4.  Assessment of URBAN Los Angeles

Questions about what URBAN means for us, what it should be, and how the intersections in our diverse research and actions can be further strengthened

  • How do we balance our research, teaching and activist work? How do we sustain ourselves doing this work within the university? We can be creative in the research and teaching that we do.
  • URBAN can play a role in the research interests of the network. We can think of edited journals or research.
  • How does URBAN bring others to the table? How do we bring scholarship and research into the community?
  • How do we balance our work on immigrant rights and the work from others to support their work in academia?

Survey of participants

  • Boston has made a survey of those who have come to their meetings in the past. Does that idea work for URBAN LA? Do we want to send out this survey or just reach out to individuals learn about their experience at our meetings in the past?
  • It may be a bit premature. We can do some proactive planning before this survey and we can explore our relationship with EIR.
  • For the next meeting we can follow up on this conversation of exploring this relationship with EIR. We can also have a conversation on the membership’s interest (traditional academic work and activist work).
  • One of the difficulties in having strong participation at the local or node level might be the disconnect between the methodology and the topic (or discipline or specific project). There is a lot of support for community engaged scholarship and research that can move beyond tenure lines, but that specific project or topic might not be connected with the work of the node and that is where the disconnection might be happening. Others might feel their research is not connected to (or supported by) the agenda of the node.

5.  Follow-up plans

 AFL-CIO conference in September and role of URBAN

  • A lot of events are happening that week and URBAN is welcome to check out the various events taking place. There is a diversity community forum on September 8, 9am-3pm at the LA Convention Center, which is before the conference begins.
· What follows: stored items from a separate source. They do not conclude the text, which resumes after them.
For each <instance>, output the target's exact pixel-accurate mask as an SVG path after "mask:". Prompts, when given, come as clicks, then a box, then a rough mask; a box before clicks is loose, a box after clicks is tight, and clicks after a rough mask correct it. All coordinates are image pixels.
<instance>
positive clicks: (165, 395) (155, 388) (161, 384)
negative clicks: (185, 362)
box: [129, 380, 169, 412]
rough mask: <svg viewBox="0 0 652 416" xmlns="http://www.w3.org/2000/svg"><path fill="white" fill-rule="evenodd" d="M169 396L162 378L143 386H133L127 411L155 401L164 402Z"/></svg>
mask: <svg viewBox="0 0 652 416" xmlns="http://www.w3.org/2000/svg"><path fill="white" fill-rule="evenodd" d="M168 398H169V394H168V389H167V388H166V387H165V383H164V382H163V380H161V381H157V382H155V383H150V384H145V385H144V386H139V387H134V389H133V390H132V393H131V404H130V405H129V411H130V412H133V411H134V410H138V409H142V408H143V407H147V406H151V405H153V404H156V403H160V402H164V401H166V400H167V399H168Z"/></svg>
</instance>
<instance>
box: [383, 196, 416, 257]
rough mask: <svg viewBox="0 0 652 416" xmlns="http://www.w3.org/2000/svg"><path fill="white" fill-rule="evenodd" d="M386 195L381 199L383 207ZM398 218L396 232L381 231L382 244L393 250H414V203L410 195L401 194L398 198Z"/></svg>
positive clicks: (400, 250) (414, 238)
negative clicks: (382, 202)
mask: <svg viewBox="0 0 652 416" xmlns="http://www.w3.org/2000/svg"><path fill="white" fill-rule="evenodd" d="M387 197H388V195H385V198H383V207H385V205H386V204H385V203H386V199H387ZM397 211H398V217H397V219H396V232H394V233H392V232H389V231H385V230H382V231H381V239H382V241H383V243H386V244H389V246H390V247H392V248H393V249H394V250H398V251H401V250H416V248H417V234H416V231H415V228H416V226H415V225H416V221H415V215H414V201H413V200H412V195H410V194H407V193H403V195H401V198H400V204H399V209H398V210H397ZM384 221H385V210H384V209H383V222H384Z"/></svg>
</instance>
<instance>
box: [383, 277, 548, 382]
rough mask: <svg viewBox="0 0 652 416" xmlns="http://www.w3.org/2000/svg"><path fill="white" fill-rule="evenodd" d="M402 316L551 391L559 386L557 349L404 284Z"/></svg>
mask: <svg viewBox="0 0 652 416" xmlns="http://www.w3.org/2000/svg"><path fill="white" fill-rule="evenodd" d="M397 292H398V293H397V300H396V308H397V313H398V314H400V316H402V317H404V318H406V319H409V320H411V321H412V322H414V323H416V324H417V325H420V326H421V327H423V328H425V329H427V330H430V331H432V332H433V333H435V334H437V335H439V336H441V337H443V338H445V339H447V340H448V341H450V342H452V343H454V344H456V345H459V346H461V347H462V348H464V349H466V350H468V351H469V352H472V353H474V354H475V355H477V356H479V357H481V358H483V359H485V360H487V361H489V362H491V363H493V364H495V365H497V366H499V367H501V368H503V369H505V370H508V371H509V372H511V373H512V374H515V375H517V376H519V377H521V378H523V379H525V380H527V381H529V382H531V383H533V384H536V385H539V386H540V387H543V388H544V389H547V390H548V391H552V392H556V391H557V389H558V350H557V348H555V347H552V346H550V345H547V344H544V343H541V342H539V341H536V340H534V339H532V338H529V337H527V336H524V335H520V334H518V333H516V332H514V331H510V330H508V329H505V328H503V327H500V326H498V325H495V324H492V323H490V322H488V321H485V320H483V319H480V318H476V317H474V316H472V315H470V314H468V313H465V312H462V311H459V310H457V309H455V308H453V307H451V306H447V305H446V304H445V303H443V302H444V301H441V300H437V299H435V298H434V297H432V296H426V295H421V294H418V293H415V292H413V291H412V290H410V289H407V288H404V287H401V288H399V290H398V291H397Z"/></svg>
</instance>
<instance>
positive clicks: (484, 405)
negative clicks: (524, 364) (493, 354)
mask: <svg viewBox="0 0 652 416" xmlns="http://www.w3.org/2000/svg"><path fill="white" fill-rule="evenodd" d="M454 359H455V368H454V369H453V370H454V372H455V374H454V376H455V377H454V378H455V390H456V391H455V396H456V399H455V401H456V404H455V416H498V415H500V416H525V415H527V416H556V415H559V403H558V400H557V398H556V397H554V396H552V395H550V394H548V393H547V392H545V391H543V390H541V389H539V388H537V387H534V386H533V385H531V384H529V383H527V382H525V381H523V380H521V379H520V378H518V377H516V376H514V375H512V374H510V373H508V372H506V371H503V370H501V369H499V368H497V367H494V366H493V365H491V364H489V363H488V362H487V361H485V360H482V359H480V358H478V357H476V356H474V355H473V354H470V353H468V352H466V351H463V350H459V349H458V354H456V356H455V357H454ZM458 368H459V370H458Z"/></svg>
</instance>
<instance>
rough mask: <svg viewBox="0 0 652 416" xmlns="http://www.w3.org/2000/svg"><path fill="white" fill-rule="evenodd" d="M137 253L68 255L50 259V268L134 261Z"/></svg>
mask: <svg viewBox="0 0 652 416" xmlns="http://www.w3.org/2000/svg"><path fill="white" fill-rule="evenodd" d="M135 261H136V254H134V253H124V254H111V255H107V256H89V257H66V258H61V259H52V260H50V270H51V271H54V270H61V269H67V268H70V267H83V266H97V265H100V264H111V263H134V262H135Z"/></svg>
 Website development: sections on research, learning tools, calendar, etc.

  • Can URBAN LA create learning tools to add to our tab on the website, examples of research being carried out by our members?
  • One suggestion is to start linking research and other work that connects with URBAN LA.

6.  Next meeting

  • Saturday, September 21 10 a.m. – 12 p.m. at the UCLA Labor Center.

Image is Dream Act Activism map by DreamActivist.org.  Complete and up-to-date map available here.